CANCER AND TUMOUR SUPPRESSOR
The interaction of p53 with DNA requires four molecules – a tetramer. A mutation in one allele that affects the function of the encoded protein could, therefore, produce a p53 tetramer containing mutant and normal (from the unaffected allele) forms that might behave abnormally. When this occurs it can exert ‘dominant’ effects more severe than the loss of an allele. Thus, although P53 is considered to be a member of the tumour suppressor family, it is more complex than RB1. Such complications are not confined to p53: several tumour suppressors can acquire mutations in one allele that change the function of the protein, resulting in a phenotype even with one normal allele. So it isn’t as simple as just knocking out both copies of the gene. For p53 the situation is further complicated by the fact that the gene contains an alternative promoter and can generate multiple splice variants with tissue-dependent expression– these are differentially expressed in tumours compared with normal tissue. Some of the variant forms of p53 produced by alternative splicing actually behave like oncoproteins rather than tumour suppressors – they actively promote abnormal proliferation.

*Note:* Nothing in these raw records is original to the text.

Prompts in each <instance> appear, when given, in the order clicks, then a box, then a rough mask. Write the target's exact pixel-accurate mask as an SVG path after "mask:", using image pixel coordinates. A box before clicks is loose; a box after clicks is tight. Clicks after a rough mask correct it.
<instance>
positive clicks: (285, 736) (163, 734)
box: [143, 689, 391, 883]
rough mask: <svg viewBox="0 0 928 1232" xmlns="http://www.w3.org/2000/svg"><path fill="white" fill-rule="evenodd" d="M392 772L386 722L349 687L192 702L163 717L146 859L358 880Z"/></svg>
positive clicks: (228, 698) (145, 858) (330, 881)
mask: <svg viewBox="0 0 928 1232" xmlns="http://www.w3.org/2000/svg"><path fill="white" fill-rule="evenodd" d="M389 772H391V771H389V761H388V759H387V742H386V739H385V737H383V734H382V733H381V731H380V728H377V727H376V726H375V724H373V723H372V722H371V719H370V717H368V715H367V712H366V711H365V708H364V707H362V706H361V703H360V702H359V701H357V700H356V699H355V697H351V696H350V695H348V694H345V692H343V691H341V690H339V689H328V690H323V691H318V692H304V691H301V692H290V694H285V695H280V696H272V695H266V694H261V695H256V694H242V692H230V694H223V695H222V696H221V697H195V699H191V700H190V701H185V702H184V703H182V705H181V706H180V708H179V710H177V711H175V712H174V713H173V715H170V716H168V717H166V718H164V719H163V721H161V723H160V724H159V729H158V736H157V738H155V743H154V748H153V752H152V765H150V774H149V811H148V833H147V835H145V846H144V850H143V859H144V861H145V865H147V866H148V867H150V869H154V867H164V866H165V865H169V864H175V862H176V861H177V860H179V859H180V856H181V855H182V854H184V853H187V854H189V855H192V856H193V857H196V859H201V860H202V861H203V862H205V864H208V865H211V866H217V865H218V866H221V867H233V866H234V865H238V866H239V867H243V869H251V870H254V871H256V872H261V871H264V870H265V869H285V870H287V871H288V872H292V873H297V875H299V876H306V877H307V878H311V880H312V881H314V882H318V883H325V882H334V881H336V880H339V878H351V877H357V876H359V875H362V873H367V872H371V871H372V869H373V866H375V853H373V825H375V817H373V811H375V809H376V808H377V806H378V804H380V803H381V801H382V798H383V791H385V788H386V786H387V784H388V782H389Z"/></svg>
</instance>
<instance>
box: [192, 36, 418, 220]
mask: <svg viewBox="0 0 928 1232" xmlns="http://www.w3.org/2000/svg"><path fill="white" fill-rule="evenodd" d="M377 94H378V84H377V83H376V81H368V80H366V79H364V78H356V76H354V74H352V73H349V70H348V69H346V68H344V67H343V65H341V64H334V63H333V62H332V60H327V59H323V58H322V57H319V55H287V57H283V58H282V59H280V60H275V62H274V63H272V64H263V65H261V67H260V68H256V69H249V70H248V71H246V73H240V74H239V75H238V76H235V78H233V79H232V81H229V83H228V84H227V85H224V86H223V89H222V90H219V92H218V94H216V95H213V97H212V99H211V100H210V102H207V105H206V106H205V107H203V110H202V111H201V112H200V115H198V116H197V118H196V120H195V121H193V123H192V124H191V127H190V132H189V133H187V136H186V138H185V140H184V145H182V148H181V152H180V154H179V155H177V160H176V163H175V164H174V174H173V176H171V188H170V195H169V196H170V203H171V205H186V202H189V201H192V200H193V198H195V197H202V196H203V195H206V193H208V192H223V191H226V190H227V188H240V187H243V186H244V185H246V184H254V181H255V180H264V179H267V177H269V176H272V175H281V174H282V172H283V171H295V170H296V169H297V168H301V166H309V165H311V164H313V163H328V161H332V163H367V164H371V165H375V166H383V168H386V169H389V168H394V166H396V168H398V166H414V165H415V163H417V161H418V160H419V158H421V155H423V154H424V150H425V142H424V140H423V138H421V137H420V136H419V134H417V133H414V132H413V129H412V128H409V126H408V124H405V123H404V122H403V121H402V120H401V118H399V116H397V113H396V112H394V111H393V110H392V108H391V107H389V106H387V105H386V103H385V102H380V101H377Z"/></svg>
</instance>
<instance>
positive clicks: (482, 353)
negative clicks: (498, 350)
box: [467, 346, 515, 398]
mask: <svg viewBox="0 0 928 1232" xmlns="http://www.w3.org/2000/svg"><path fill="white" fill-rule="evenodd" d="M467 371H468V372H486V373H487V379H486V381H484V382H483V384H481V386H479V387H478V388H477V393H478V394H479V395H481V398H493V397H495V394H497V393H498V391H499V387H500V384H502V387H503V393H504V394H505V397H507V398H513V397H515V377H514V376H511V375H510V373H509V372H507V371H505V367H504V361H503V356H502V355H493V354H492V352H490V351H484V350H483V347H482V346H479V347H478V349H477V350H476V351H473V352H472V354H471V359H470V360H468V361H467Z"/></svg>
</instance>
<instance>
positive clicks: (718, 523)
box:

One way in which mutant p53 can modulate cell phenotype is by interacting with a close relative, p63, which is also a transcription factor. This can mis-target p63 to a set of genes that promote invasion. P53 is thus remarkable in that, although the wild-type gene is a potent tumour suppressor, mutations (of just a single amino acid) can generate proteins that are selected for an increasingly invasive and metastatic potential.

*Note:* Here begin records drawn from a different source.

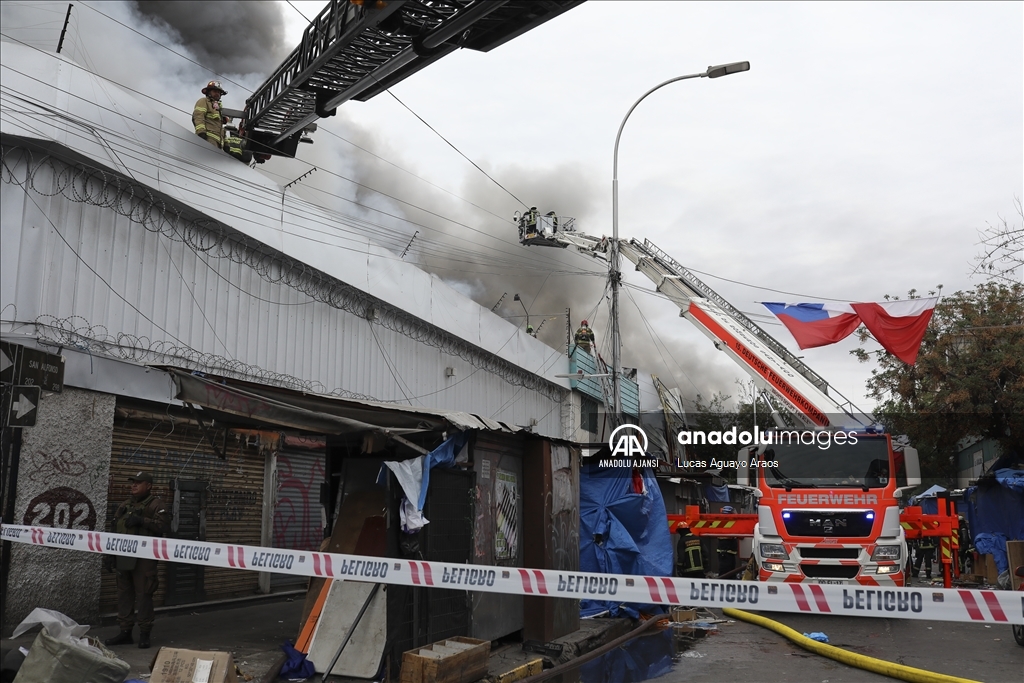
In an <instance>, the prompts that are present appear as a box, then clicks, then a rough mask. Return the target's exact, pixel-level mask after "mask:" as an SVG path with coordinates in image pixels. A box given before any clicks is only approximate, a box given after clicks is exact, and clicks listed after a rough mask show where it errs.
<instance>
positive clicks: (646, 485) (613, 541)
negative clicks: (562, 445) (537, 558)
mask: <svg viewBox="0 0 1024 683" xmlns="http://www.w3.org/2000/svg"><path fill="white" fill-rule="evenodd" d="M641 476H642V479H643V484H644V489H645V492H644V493H643V494H636V493H634V484H633V470H631V469H630V468H627V467H606V468H601V467H598V466H597V464H596V463H594V464H590V465H585V466H584V467H582V468H581V469H580V570H581V571H596V572H600V573H632V574H646V575H653V577H671V575H672V563H673V549H672V537H671V535H670V533H669V525H668V523H667V522H666V511H665V501H663V500H662V492H660V489H659V488H658V486H657V481H656V480H655V479H654V475H653V474H652V473H651V471H650V470H642V475H641ZM641 607H644V609H645V611H652V612H653V611H660V609H662V608H660V607H658V606H654V605H651V606H645V605H624V604H621V603H618V602H608V601H599V600H582V601H581V602H580V612H581V614H583V615H584V616H589V615H591V614H596V613H598V612H601V611H604V610H605V609H608V610H610V611H611V613H612V615H617V614H618V613H620V612H625V613H626V614H629V615H631V616H636V615H637V610H638V609H639V608H641Z"/></svg>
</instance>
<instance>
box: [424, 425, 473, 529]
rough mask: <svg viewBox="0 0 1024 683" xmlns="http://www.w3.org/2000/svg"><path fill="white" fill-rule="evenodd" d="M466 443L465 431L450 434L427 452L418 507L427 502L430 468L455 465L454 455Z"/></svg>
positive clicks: (429, 477) (424, 465)
mask: <svg viewBox="0 0 1024 683" xmlns="http://www.w3.org/2000/svg"><path fill="white" fill-rule="evenodd" d="M465 444H466V432H459V433H458V434H456V435H455V436H450V437H449V438H447V439H446V440H445V441H444V442H443V443H441V444H440V445H439V446H437V447H436V449H434V450H433V451H431V452H430V453H428V454H427V455H426V456H425V458H426V459H427V460H426V461H425V462H424V463H423V485H422V486H421V487H420V502H419V509H420V510H422V509H423V506H424V505H426V504H427V486H429V485H430V470H432V469H433V468H435V467H455V457H456V456H457V455H459V451H461V450H462V446H463V445H465Z"/></svg>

The role of p53 is central to the capacity of the cell to repair almost all of the thousands of chemical hits that DNA receives every day from radiation, carcinogens, metabolic by-products and various other assaults. The fact that mutations, caused by many different agents, are repaired so effectively that fewer than one per day remains fixed in the genome suggests that a number of processes are involved. In fact, several hundred genes are devoted to various aspects of DNA repair and these too represent an important class of tumour suppressor. Mutations that impair their function will permit the replication of potential cancer cells and, for obvious reasons, mutations in these genes are said to cause genetic instability.

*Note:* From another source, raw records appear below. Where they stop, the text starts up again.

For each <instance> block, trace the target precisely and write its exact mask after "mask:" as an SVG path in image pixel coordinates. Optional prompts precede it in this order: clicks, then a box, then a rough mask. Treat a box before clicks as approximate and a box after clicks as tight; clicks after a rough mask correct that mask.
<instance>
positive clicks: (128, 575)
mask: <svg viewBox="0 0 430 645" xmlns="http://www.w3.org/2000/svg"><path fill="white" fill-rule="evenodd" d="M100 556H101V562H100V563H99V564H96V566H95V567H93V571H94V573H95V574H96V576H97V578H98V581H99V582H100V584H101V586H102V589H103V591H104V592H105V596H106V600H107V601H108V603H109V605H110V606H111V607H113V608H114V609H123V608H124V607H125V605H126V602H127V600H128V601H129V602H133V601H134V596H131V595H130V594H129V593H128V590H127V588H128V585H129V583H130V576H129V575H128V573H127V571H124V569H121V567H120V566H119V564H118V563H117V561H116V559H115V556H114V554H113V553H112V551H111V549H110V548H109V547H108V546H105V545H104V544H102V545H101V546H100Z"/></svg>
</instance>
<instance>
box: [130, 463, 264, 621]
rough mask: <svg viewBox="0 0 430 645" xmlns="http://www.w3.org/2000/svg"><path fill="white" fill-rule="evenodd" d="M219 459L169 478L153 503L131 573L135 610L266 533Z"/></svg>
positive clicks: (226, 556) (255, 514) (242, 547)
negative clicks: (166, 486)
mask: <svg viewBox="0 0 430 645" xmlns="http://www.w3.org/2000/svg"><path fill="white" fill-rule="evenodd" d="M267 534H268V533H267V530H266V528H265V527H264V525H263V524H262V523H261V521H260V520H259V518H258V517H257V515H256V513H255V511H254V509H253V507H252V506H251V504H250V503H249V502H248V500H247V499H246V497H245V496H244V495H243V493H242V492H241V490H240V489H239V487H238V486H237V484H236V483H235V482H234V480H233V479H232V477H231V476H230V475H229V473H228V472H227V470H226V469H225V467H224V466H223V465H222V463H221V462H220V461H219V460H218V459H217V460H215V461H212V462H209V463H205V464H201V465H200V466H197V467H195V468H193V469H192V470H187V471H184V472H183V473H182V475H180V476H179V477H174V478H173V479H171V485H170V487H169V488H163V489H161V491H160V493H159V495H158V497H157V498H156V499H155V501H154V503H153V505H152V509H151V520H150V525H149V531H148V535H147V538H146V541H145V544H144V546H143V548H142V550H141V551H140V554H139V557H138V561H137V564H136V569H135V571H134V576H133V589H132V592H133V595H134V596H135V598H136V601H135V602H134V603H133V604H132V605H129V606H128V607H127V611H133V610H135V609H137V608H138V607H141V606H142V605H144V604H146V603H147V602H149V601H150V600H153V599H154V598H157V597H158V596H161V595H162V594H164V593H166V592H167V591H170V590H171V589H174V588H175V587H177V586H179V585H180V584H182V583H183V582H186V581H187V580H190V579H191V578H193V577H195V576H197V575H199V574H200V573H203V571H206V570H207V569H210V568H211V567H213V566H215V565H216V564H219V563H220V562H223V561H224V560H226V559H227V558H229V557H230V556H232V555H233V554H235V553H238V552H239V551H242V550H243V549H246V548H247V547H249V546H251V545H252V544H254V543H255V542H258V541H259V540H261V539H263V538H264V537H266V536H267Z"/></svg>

The autosomal recessive disease xeroderma pigmentosum arises from a genetic defect in the system for repairing DNA damaged by UV light. Sufferers are prone to skin cancers and need to avoid sunlight. Their problem is not with p53, however, which is activated and stops cells from dividing. The time bought is of limited use, however, because DNA repair is defective, the fault most commonly being in the nucleotide excision repair system. In addition to xeroderma pigmentosum, a number of conditions that predispose individuals to cancer are due to DNA repair defects including Werner syndrome, Bloom’s syndrome and Fanconi anaemia. Each occurs because of mutations in proteins that signal or enact the repair process. Ataxia telangiectasia, a rare, inherited neurodegenerative disease that carries an increased risk of cancers, particularly leukaemia and lymphoma, is also often included in this category. It arises from mutations in the ATM protein, a kinase that detects double-strand breaks in DNA and then activates p53: ATM is the reason why p53 is so sensitive to DNA damage. The BRCA2 gene, mutations in which confer a high risk of breast cancer and also a risk of ovarian cancer, encodes a protein that has a role in DNA repair and hence an inherited BRCA2 defect will contribute to genetic instability.